The win? When it generates code, it understands our design system. First-pass approval rate is way higher. Net time savings? Much better than Tool A.
The Measurement Challenge 
Here’s where I’m stuck: How do you actually measure net productivity?
Traditional metrics like lines written or autocomplete acceptance rate don’t capture the full picture. They miss:
- Review cycles and rework time
- Bug rates in the first few weeks post-deploy
- Technical debt accumulation
- Team throughput vs individual speed
- Learning and skill development
Some teams are seeing 30-55% speed improvements on scoped tasks, even up to 90% on simpler work like tests and refactoring. But others are experiencing the AI productivity paradox: developers feel faster, but companies aren’t seeing improved delivery velocity.
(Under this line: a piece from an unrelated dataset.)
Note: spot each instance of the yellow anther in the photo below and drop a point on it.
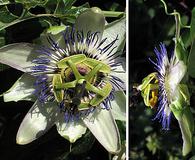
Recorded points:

My Current Framework (Still Evolving!) 
I’m trying to track:
- Time from ticket to production (not just coding time)
- First-pass code review approval rate
- Bug reports in first 2 weeks post-deploy
- How often I can explain the code I wrote
- Context-switching frequency during development
But I’m not satisfied with this yet. It’s too manual, too subjective, and doesn’t account for learning and skill development.
Questions for the Community 
What metrics matter to you beyond lines written or autocomplete acceptance rate?
How do you measure the entire workflow impact—from idea to shipped feature? Are there patterns you’ve found that separate high-net-productivity AI usage from low-net-productivity?
For context, I work on design systems where consistency and accessibility are non-negotiable. Your workflow might be completely different—and I’d love to hear about it!